1

So I am trying to implement code that will count the next letter in a sentence, using python. so for instance,

"""So I am trying to implement code that will count the next letter in a sentence, using 
python"""

most common letters one after the other

  1. for 's'

    • 'o' :1
    • 'e' :1
  2. for 'o'

    • ' ' :1
    • 'd' :1
    • 'u' :1
    • 'n' :1

I think you get the idea

I already have written code for counting letters prior

def count_letters(word, char):
    count = 0
    for c in word:
        if char == c:
            count += 1
    return count

As you can see this just counts for letters, but not the next letter. can someone give me a hand on this one?

pault
  • 41,343
  • 15
  • 107
  • 149
  • 1
    Possible duplicate of [Markov chain on letter scale and random text](https://stackoverflow.com/questions/8660015/markov-chain-on-letter-scale-and-random-text) – Andrey Tyukin Mar 30 '18 at 19:24

4 Answers4

3
from collections import Counter, defaultdict

counts = defaultdict(Counter)

s = """So I am trying to implement code that will count the next letter in a sentence, using
python""".lower()

for c1, c2 in zip(s, s[1:]):
    counts[c1][c2] += 1

(apart from being simpler, this should be significantly faster than pault's answer by not iterating over the string for every letter)
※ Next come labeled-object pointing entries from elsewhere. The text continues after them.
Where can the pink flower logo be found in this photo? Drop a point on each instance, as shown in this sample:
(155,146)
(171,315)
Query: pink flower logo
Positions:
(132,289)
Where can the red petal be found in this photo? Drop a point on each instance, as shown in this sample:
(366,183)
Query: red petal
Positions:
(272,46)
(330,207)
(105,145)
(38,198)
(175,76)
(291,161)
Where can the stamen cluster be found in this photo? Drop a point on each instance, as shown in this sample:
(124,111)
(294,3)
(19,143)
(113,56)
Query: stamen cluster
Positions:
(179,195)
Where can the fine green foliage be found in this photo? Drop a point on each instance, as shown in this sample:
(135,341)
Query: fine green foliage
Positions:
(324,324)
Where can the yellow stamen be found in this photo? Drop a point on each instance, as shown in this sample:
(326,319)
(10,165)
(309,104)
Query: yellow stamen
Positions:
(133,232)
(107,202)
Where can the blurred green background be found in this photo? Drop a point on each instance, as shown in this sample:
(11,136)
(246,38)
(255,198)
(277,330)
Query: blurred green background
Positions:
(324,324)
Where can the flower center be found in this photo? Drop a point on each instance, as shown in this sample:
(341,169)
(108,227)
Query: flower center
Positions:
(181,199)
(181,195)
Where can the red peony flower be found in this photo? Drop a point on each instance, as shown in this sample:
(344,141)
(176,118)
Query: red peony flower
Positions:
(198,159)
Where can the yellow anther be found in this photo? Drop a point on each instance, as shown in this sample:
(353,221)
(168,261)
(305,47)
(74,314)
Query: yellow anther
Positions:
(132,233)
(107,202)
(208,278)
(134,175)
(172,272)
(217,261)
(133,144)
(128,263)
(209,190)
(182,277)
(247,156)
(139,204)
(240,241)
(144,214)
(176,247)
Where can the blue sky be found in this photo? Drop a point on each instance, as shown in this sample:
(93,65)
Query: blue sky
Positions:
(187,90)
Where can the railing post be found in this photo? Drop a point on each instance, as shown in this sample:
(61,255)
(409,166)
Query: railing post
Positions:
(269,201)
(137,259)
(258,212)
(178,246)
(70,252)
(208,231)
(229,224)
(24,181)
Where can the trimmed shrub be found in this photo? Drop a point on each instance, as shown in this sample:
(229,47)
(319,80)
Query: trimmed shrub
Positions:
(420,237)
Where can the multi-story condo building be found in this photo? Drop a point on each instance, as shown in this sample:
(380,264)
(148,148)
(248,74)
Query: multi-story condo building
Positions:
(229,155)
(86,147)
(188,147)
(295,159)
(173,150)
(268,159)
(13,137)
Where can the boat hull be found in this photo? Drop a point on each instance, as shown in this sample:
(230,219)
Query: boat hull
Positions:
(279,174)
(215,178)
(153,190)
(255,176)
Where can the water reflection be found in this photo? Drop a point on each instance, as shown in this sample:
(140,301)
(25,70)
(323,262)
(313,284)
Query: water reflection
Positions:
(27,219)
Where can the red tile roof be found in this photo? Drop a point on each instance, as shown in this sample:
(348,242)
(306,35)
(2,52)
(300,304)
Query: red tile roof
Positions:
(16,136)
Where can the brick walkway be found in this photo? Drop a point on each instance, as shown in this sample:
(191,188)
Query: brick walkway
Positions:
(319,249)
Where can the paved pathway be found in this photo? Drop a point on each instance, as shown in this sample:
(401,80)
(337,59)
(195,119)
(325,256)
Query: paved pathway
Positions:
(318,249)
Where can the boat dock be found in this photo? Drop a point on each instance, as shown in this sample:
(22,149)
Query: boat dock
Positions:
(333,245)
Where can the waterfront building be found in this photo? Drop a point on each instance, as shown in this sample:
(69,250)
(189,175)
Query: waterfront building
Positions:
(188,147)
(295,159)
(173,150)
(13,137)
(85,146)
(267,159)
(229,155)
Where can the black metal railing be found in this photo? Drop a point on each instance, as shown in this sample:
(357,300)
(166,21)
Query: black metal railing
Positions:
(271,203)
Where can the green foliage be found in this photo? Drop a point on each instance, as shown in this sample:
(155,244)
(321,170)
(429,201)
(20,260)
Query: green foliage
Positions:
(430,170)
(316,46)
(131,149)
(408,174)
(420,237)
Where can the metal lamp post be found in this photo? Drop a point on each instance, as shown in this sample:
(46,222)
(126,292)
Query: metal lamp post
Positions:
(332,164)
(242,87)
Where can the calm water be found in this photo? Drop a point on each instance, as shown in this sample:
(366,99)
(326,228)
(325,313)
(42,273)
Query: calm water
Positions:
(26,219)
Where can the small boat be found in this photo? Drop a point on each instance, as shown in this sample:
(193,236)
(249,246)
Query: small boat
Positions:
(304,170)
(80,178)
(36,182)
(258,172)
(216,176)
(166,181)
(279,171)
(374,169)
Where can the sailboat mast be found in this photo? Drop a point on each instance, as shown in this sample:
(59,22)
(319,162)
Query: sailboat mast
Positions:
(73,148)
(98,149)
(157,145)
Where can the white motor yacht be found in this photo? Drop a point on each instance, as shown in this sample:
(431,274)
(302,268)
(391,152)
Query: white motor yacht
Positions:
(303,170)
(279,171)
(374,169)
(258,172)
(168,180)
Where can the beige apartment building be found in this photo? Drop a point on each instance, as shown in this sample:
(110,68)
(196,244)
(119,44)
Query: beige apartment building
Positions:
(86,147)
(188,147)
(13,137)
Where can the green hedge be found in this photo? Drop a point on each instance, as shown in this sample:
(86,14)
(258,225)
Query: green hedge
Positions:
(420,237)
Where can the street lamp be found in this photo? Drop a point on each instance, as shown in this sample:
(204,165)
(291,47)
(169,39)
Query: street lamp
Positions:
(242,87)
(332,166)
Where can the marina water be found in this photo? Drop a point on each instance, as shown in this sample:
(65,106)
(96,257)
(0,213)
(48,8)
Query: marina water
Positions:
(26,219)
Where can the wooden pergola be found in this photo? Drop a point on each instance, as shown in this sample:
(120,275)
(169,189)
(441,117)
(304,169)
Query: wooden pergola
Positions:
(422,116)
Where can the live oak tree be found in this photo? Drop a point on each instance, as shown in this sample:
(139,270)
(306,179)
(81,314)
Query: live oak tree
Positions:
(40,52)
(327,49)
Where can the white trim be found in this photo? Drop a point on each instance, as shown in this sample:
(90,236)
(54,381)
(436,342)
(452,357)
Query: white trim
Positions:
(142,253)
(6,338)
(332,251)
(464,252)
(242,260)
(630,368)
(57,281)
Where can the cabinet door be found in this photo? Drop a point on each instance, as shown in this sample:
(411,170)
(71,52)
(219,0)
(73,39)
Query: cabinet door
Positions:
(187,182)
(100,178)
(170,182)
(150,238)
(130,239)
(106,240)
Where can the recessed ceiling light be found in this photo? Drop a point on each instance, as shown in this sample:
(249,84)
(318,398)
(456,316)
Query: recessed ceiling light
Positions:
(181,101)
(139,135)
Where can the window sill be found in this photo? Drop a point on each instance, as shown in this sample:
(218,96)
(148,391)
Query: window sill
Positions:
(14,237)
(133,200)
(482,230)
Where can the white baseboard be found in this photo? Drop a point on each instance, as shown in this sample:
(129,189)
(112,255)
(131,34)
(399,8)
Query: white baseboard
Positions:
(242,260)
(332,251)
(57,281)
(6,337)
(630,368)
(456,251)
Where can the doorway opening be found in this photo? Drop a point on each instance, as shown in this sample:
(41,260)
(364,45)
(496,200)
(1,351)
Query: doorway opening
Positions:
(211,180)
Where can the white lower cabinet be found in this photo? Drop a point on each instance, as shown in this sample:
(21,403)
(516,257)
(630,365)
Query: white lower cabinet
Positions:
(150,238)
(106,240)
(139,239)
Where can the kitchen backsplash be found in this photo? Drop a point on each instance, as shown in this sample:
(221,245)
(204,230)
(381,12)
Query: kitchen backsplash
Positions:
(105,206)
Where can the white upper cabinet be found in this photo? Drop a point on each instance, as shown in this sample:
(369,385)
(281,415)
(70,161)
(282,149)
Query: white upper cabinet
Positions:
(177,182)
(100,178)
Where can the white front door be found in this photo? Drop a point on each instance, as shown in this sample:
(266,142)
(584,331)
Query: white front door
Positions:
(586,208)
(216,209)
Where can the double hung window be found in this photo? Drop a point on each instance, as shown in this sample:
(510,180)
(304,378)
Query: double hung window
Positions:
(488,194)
Concepts to google that aren't named in the code:

  • for c1, c2 in ... (namely the fact that there are two variables): tuple unpacking
  • s[1:]: slicing. Basically this is a copy of the string after the first character.
Alex Hall
  • 34,833
  • 5
  • 57
  • 89
  • Looks good. I will add here some further reading: [Understanding python's slice notation](https://stackoverflow.com/questions/509211/understanding-pythons-slice-notation) and [Zip lists in python](https://stackoverflow.com/questions/13704860/zip-lists-in-python) – pault Mar 30 '18 at 19:53
  • Oh, wow... The `defaultdict` is definitely something I should add to my toolbox. Thanks! – Andrey Tyukin Mar 30 '18 at 19:55
1

Here's a way using collections.Counter:

Suppose the string you provided was stored in a variable s.

First we iterate over the set of all lower case letters in s. We do this by making another string s_lower which will convert the string s to lowercase. We then wrap this with the set constructor to get unique values.

For each char, we iterate through the string and check to see if the previous letter is equal to char. If so, we store this in a list. Finally, we pass this list into the collections.Counter constructor which will count the occurrences.

Each counter is stored in a dictionary, counts, where the keys are the unique characters in the string.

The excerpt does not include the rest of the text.